Würden sich nach einem „Ja! Klar! Bekommst du!“ gleich Ruhe und Zufriedenheit ausbreiten, kommt nach einem Nein erstmal der Kampf – so schnell geben sich unsere Kinder nicht geschlagen! Und dann heißt es (je nach Alter): „Aber…..!“ oder „Warum nicht?“ (Vorsicht! Tappen Sie nicht in die Erklärungsfalle in der Hoffnung, dass wenn man genug erklärt, das Kind sagt: „Ah! Na, wenn das so ist, dann brauch ich das wirklich nicht!“)
- Schlechtes Gewissen nicht zulassen
Unsere Kinder sind erstens sehr ausdauernd und zweitens kennen sie uns so wahnsinnig gut, dass sie genau wissen, was sie sagen müssen, damit wir doch noch nachgeben. Sie haben quasi einen Schwachstellendetektor und spielen mit unserem schlechten Gewissen! Dem müssen wir widerstehen – und dabei werden wir ganz genau beobachtet und „gelesen“, ob es noch eine Chance gibt. Wenn nicht, dann fühlen sie es, die Frustration und die Enttäuschung. Das sind keine guten Zustände und dementsprechend werden sie damit umgehen und versuchen, diese irgendwie loszuwerden (viele Erwachsene beginnen sich dann zu beruhigen, indem sie sich einreden versuchen, dass es so ohnehin besser sei etc. Das können unsere Kinder noch nicht.)
- Trauer der Kinder
Danach kommt die Trauer über das Nichtbekommene. Und auch die muss irgendwie verarbeitet werden. Oft wenden sich unsere Kinder dann wieder an uns, und wollen Trost. Davor mögen sie uns allerdings gar nicht – sind wir doch Auslöser des Unglücks! Das müssen wir alles als Eltern halten und begleiten können und auch dafür gilt, zuerst uns in emotionale Sicherheit zu bringen, damit uns das gelingt. So bedarf es manchmal auch ein Verlassen der Situation mit dem Kind gegen den Willen des Kindes (eine weitere Frustration also). Da gilt es abzuwägen, ob ich mein Kind nach Hause trage, weil ich dort ruhig werden kann, dafür muss ich mit der doppelten Portion an Frust umgehen und die Grenzen meines Kindes buchstäblich in die Hand nehmen. Oder ob ich in der Lage bin, mich auch in unbequemen Situationen (wie am Spielplatz, wenn einen dann alle anderen Mütter anstarren und taxieren) selbst beruhigen (lernen) kann und mir mit der Zeit die anderen egal werden und ich einfach meinen Job als Mutter mache.

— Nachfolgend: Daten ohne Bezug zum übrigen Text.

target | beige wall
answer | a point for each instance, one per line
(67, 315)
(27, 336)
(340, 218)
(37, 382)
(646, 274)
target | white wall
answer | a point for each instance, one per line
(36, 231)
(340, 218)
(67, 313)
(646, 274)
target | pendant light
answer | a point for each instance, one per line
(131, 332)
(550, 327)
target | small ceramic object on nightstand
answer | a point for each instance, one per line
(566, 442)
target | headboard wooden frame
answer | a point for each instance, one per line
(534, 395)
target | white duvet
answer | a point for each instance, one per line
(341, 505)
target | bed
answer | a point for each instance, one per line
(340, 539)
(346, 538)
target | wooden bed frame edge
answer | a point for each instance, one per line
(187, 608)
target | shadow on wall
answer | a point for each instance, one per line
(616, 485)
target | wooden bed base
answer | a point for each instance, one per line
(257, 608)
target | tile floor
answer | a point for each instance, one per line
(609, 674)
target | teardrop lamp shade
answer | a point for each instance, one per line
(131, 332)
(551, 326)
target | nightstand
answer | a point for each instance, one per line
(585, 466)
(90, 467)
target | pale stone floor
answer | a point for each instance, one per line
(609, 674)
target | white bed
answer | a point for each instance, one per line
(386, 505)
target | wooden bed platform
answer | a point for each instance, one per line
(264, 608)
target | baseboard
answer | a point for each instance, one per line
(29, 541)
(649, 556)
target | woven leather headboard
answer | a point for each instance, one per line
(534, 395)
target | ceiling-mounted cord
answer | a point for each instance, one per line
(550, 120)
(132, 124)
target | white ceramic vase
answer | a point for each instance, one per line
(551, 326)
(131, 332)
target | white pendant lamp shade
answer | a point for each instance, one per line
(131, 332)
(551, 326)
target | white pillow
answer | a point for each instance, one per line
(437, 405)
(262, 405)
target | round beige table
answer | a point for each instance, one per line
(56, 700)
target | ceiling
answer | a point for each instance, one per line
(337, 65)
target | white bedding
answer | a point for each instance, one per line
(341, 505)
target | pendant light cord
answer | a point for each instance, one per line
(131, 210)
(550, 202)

- Unerklärliche Wut benötigt Hilfe
Wenn ein Kind aber aus scheinbar unerklärlichen Gründen immer wieder wütend wird, und alle meine Strategien und Learnings nicht mehr helfen und greifen, dann braucht es was Neues. Einen Familienrat, eine professionelle Begleitung ein genaueres Hinschauen, was die Wut sagen will. Diese persönlichen Antworten sind leider in keinem Ratgeber zu finden. Anleitend kann ich Ihnen schreiben, dass Kinder auf die Atmosphäre innerhalb der Familie reagieren – Sie können sich also fragen, ob es etwas mit Ihnen selbst (Ihrer eigenen Unzufriedenheit) zu tun hat, und/oder mit Ihrer Beziehung. Auch die Umwelt ist wichtig, besprechen Sie es mit Ihrem Kind, wie geht es z.B. im Kindergarten geht? Bringt es von da etwas Unerledigtes mit? Und ich lade immer ein, sehr genau hinzuschauen, den „Geist“ (Mind) des Kindes zu lesen (Sie erinnern sich, das ist eine Fähigkeit des Stammhirns), und zu erfassen, was Ihr Kind mit seinem Verhalten im Sinn hat.
- Grenzen achten
Bitte beachten Sie auch, wenn Sie Ihr Kind wütend machen, indem Sie seine Grenzen missachten und SIE der Auslöser für Unmut sind. Oft ist gut gemeint nicht gut getan. Unsere Kinder werden wütend, wenn wir wollen, dass sie unsere Emotionen managen sollen („Bekomm gute Noten dann fürchte ich mich nicht vor der Zukunft!“) oder wenn wir Ihnen unaufgefordert (mit guten Ratschlägen) helfen in der Hoffnung, dass es ihnen (oder uns?) dann besser geht: „Ich zieh dich an, dann bist du schneller! Du kannst das noch nicht so gut!“ Das gilt übrigens auch für Erwachsene! 🙂
Zusammenfassend möchte ich den Philosophen Martin Buber zitieren, der sagt: „Es gilt einzig allein bei sich selbst zu beginnen.“ Das ist nicht Egoismus, das ist geliebte Selbstfürsorge um Vorbild zu sein.